In the age of instant gratification and the 24-hour News cycle, journalistic integrity is more important than ever.  People can now get their information from countless sources so in an effort to attract readership, media outlets have resorted to sensationalized headlines and highlight reels.  What writers and reporters are now struggling with is how to present thoughtful, thorough, and truthful pieces when they’re constantly under pressure to find the next big scoop.  Austin Andrews and Andrew Holmes aim to stir up the conversation on this topic with their film Lord Jones Is Dead, an adaptation of Matthew Clayfield’s play and set against the backdrop of the competitive newspaper business in Johannesburg, South Africa.

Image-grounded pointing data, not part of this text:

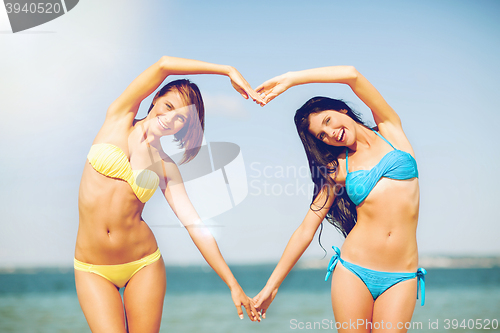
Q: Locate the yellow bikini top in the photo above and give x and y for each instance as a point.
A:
(111, 161)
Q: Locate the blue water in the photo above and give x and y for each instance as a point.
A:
(198, 301)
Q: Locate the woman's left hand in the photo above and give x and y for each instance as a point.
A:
(241, 299)
(241, 85)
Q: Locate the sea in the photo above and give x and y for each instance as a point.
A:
(44, 300)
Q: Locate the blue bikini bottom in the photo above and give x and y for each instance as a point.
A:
(377, 282)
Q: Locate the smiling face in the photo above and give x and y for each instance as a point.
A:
(169, 114)
(334, 128)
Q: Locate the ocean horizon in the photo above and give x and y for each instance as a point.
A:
(44, 300)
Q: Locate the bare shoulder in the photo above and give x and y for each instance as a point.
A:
(340, 170)
(396, 136)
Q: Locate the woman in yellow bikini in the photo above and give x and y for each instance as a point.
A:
(115, 248)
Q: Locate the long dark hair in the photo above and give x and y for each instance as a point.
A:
(323, 161)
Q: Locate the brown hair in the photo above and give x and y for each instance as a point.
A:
(190, 136)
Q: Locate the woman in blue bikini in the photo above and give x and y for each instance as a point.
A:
(366, 185)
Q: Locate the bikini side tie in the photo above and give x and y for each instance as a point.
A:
(333, 262)
(421, 281)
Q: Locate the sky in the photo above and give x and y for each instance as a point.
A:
(434, 62)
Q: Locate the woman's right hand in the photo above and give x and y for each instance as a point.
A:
(274, 87)
(263, 299)
(241, 85)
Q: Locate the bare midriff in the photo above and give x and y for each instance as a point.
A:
(111, 229)
(384, 237)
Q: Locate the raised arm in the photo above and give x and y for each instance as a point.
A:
(296, 246)
(149, 80)
(382, 112)
(176, 196)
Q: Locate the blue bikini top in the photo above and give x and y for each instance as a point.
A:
(396, 164)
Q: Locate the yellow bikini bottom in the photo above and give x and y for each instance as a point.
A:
(120, 274)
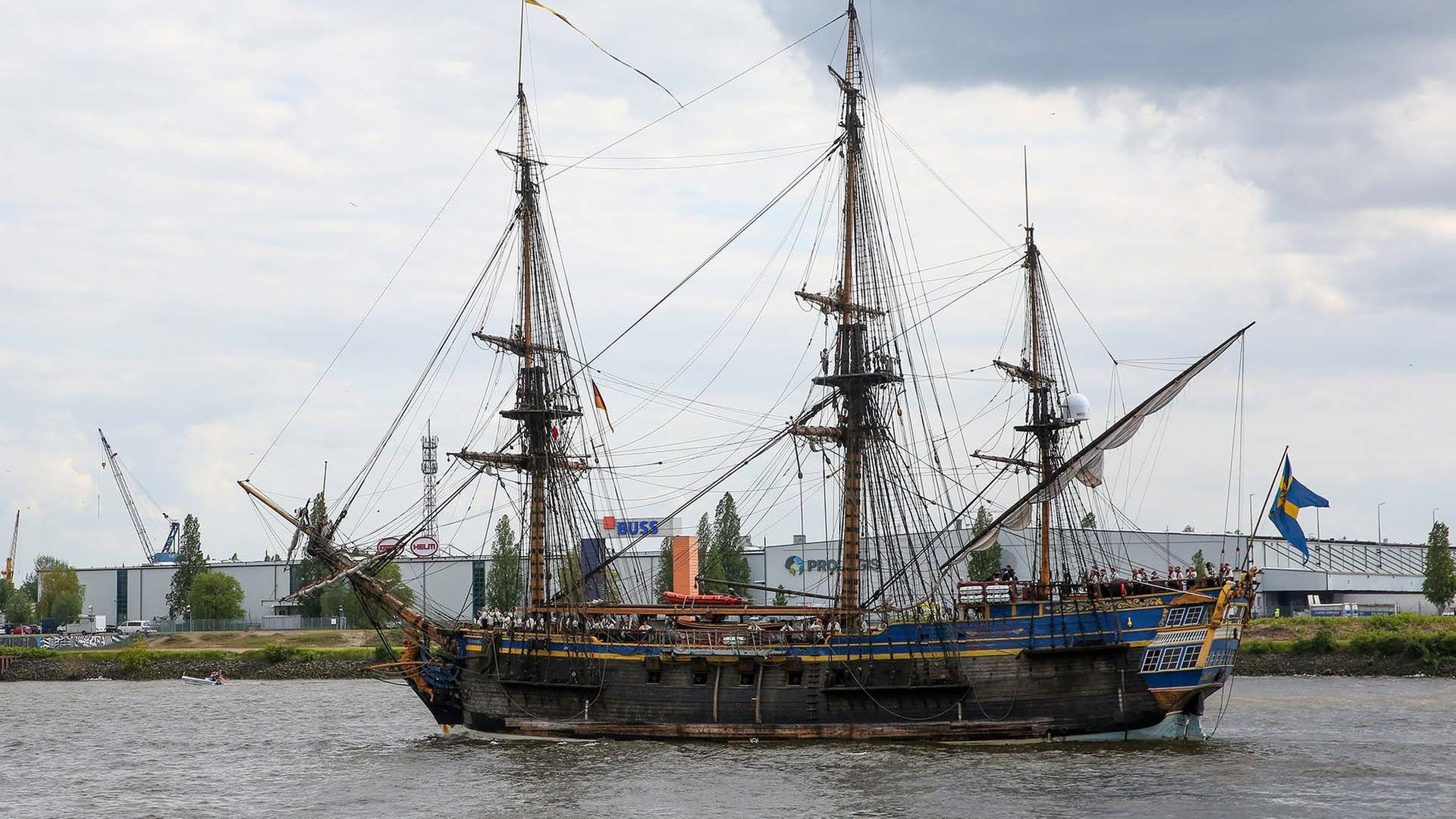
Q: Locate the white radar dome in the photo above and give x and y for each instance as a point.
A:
(1078, 407)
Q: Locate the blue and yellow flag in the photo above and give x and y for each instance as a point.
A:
(1285, 513)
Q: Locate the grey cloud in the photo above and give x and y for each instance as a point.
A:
(1147, 44)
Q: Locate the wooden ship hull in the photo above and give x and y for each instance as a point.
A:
(1012, 675)
(900, 651)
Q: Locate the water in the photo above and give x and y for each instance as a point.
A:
(1286, 746)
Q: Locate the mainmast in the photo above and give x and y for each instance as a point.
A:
(854, 375)
(1043, 419)
(541, 406)
(1040, 400)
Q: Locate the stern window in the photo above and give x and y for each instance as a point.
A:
(1171, 659)
(1150, 659)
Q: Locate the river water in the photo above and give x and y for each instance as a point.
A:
(1285, 746)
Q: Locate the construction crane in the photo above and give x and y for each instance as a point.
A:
(15, 541)
(168, 551)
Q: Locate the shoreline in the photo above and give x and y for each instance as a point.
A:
(82, 668)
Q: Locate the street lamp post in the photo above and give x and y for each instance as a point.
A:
(1379, 535)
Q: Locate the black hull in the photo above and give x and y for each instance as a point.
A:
(984, 697)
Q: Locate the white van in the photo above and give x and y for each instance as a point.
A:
(86, 624)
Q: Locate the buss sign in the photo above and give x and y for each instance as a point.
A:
(424, 545)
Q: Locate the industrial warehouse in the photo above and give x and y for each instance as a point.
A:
(1338, 572)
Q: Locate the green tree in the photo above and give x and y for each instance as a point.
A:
(989, 561)
(19, 610)
(215, 595)
(61, 591)
(506, 583)
(359, 610)
(1440, 577)
(664, 570)
(705, 553)
(191, 564)
(726, 556)
(31, 589)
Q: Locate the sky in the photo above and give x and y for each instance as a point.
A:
(200, 203)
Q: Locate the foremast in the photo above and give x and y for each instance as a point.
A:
(545, 395)
(856, 369)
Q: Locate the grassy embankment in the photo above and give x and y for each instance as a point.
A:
(1405, 640)
(264, 654)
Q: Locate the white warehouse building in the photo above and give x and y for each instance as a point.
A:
(449, 586)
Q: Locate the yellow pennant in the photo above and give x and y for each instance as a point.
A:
(563, 18)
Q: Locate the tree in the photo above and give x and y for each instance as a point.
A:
(1440, 576)
(61, 591)
(191, 563)
(989, 561)
(215, 595)
(19, 608)
(31, 588)
(664, 570)
(506, 583)
(310, 570)
(344, 596)
(705, 553)
(726, 554)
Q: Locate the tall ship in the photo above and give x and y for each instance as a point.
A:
(902, 643)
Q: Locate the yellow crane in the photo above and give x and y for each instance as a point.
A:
(15, 541)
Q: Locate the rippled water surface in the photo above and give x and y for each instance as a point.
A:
(356, 748)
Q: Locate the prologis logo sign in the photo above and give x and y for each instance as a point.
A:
(799, 566)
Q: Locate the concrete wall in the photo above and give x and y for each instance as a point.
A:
(444, 585)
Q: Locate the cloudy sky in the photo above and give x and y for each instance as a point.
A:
(199, 203)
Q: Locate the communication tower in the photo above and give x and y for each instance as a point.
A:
(428, 465)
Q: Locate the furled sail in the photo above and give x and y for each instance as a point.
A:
(1087, 465)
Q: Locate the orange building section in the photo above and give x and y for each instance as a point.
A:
(685, 564)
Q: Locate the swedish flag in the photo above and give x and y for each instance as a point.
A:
(1291, 499)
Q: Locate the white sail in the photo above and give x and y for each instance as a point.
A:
(1087, 465)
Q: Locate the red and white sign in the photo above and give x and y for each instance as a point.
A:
(424, 545)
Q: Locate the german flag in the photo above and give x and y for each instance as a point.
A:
(601, 404)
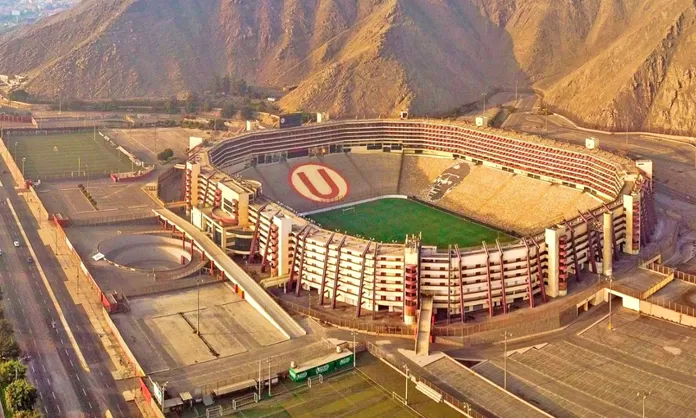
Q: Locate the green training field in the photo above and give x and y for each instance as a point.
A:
(388, 220)
(362, 393)
(64, 156)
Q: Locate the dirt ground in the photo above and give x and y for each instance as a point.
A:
(160, 328)
(145, 143)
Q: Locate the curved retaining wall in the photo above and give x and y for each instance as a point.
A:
(131, 251)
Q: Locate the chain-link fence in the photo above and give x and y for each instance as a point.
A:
(464, 406)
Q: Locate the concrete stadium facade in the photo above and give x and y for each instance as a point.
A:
(375, 276)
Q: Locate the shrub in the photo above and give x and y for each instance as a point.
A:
(20, 395)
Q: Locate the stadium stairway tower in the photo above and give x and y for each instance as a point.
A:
(425, 321)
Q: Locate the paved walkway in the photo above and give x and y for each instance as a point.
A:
(83, 294)
(254, 293)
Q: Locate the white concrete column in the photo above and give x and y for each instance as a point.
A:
(628, 210)
(195, 169)
(284, 227)
(607, 256)
(551, 240)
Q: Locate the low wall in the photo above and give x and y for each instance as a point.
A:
(133, 176)
(10, 162)
(121, 342)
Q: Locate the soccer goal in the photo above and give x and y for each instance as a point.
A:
(315, 379)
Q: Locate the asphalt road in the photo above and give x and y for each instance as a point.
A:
(66, 389)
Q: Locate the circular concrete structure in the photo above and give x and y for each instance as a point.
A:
(145, 252)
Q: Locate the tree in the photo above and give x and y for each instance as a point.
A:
(165, 155)
(20, 395)
(239, 88)
(191, 102)
(8, 346)
(171, 106)
(226, 85)
(246, 112)
(10, 371)
(228, 110)
(27, 414)
(19, 95)
(215, 85)
(207, 105)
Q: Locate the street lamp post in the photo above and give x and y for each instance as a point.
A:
(610, 279)
(643, 395)
(260, 381)
(198, 309)
(164, 388)
(269, 376)
(506, 335)
(406, 388)
(354, 333)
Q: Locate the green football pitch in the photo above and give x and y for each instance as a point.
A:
(65, 156)
(388, 220)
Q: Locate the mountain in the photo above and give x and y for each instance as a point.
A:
(608, 63)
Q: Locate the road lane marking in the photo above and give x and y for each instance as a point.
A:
(49, 289)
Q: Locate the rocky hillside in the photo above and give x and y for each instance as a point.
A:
(610, 63)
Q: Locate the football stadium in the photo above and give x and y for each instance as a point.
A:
(386, 215)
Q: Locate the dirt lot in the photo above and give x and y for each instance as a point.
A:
(113, 199)
(160, 329)
(147, 142)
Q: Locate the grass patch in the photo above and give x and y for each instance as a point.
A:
(348, 394)
(65, 156)
(388, 220)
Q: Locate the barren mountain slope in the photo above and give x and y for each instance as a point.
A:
(607, 63)
(612, 63)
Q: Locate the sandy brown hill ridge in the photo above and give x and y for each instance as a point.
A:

Vincent (Daniel Janks), a newspaper columnist, and Clive (Jonathan Pienaar), a photographer, are sent on assignment to stake out the house of a woman who may be involved in a scandal with a government official.  They’ve been instructed not to leave without a scoop.  As they wait around for any kind of action, they’re joined by Samuel (Chad Krowchuk), a writer from a competing paper.  He too has been sent to get the jump on the story.  To pass the time while they wait, the three men begin discussing their careers, their past successes, and current state of journalism.  They see how their profession has devolved from the importance of telling a truthful story to writing content designed solely to sell papers.  In order to retain their jobs though, they must learn to begrudgingly change with the times.  Vincent finally reaches a breaking point as they descend further into this discussion and decides to take matters into his own hand to get them out of the situation.  His actions raise questions about doing what is easy versus doing what is right to uphold the principles of journalism.

Lord Jones is Dead showcases the importance of strong screenwriting when crafting a film.  With just three characters and sparse location settings, Andrews and Holmes have created an engaging film that uses snappy, witty dialogue and dry observational humour to place the focus firmly on the message being imparted to the audience.  The simplicity of it all allows the actors shine.


The great thing about this film is that much like with the characters in this story, it has the ability to get the viewer thinking about these important questions.  Trying to find the balance between in-depth coverage and the rapid pace of the modern world is a reality that every news organization is dealing with.  How do they turn a profit while still holding onto their honesty?  Readers and viewers must now work to seek out the whole story and decipher fact from fiction when they’re often only fed sound bites and this film gets them questioning the authenticity of the content they are consuming.  Is this really the story or has it been fabricated to grab attention?  Why is it so difficult to obtain truthful information?


Lord Jones is Dead will be screening on Sunday, July 24th at the Revue Cinema in Toronto.  To accompany the film, a discussion panel will be taking place to talk about transparency in the media and in our government.  Co-presented with Canadian Journalists for Free Expression and moderated by Michelle Shephard, the evening will focus on the media-government relationship and why it is so difficult for Canadians to access information that is crucial for a healthy, functioning democracy.  Anna Mehler-Paperny from Global News and Robb Cribb & Jayme Poisson from The Toronto Star will also lend their voices to the conversation.